O filme tem elementos documentais e ficcionais. O documentarista, que eu “interpreto”, vai às ilhas Chiloé, realizar investigações para um primeiro longa ficcional, baseado em premissa que daria origem a um antigo projeto documental, nunca realizado. No começo dos anos 1980, na Ilha Meulín, em Chiloé, um jovem casal de namorados desapareceu nos bosques da região, sem deixar vestígios. Um mito se criou em torno deste desaparecimento trágico. Fui, então, como “personagem” do filme de José Luis, buscar locações e atores não-profissionais para que pudéssemos descobrir o que restava, na memória das pessoas, da história de amor entre uma nativa da ilha, uma indígena, e um rapaz nascido em família de origem espanhola.
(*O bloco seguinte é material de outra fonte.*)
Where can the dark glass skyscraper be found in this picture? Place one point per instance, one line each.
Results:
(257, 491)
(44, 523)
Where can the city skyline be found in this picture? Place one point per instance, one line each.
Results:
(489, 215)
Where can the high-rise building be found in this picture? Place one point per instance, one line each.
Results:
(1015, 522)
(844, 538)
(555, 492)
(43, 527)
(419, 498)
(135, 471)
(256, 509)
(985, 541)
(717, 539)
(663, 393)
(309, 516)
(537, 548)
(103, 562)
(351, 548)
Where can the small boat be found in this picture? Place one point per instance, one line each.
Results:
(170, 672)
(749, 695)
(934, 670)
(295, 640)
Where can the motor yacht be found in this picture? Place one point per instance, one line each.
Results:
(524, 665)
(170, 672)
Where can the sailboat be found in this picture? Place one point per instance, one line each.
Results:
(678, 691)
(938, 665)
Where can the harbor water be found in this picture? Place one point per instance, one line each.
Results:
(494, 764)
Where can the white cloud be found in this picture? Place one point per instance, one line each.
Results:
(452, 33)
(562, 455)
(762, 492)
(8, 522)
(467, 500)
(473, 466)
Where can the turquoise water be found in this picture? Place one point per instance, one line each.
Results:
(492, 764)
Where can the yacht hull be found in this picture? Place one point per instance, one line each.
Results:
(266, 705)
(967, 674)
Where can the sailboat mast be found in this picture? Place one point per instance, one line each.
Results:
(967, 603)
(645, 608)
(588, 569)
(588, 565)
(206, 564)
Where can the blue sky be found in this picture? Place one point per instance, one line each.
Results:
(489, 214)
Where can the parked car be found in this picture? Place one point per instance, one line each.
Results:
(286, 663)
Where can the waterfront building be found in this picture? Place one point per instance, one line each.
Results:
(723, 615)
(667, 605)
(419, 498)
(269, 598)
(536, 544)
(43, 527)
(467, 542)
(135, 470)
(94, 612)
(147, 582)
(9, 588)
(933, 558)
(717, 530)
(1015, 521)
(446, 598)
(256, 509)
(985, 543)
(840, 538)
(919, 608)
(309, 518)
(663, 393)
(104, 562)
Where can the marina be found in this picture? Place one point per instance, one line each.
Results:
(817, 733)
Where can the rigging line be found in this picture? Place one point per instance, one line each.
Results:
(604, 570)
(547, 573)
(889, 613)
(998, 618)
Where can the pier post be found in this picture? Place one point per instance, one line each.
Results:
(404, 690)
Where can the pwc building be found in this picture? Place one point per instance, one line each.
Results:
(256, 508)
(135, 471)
Foi uma experiência muito enriquecedora.
Você realizou, em 1985, um curta muito bom, “O que me Motiva”, no qual conversava com jovens cineastas sobre o que os instigava a fazer cinema no Chile. Retomou, ano passado, o projeto, realizando o longa “O que me Motiva II”, vencedor do Festival Internacional de Documentários de Marselha, na França. O que o motivou a fazer esta continuação?
Primeiro, não fiz uma continuação. Na verdade, realizei uma “conexão” com o filme que realizara 30 anos antes. No curta, ouvi Juan Francisco Vargas (diretor de “Santiago Blues”), Patrício e Juan Carlos Bustamante, que estavam realizando “La Isla”, Tatiana Gaviola (“Machalí,1951”), Joaquín Eyzaguirre (“Dolores”), Luis Vera (“Hechos Consumados”), Cristián Lorca (“Nemesio”) e Andrés Racz (“Dulce Patria”). Já em “O que me Motiva II”, além de José Luis Torres Leiva, com quem trabalhei em “El Viento Sabe que Vuelvo a Casa”, converso com Pablo Larraín, durante as filmagens de “Neruda”, Marialy Rivas, diretora de “Princesita”, que fala de seu interesse por um olhar homoafetivo, Cristopher Murray (“El Cristo Ciego”), Cristián Jiménez y Alicia Scherson, diretores de “Vida de Família”, Roya Eshraghi (“El Árbol”) e Niles Atallah (“Rey”). O filme seria uma continuação se eu, por exemplo, tivesse ouvido os mesmos realizadores.
E você pensa em fazer uma continuação para valer de “Cien Niños Esperando un Tren”, melhor documentário em Havana? Ou seja, procurar aquela professora, que estimulava as crianças a amar o cinema, para ver que rumos tomaram?
Não. O que eu queria fazer, eu fiz naquele momento (1988). Ainda mantenho contato com a professora Alícia Vega, que vive na mesma casa de 30 anos atrás. Alguns dos meninos, hoje adultos, mantiveram contato com ela. E eu os reencontrei algumas vezes. Não vejo razão para voltar a este filme.
O cinema e a memória histórica fazem parte de seu universo de trabalho. Você realizou um filme – “El Diário de Agustín” (Agustín Edwards Eastman, proprietário dos jornais El Mercúrio, La Segunda e Las Últimas Notícias) – sobre a linha editorial de importantes veículos de comunicação chilenos durante a ditadura militar.
O que me interessa, ao fazer um filme, é partir de imagens ou de uma situação. O que é a memória? Difícil dizer, até porque ela está impregnada em tudo que fazemos. Quanto ao filme a que você se refere – “El Diário de Agustín” –, ele foi construído a partir de um grupo de estudantes de Jornalismo, de importante universidade chilena, que investigava casos de violação de Direitos Humanos. Trabalhamos juntos.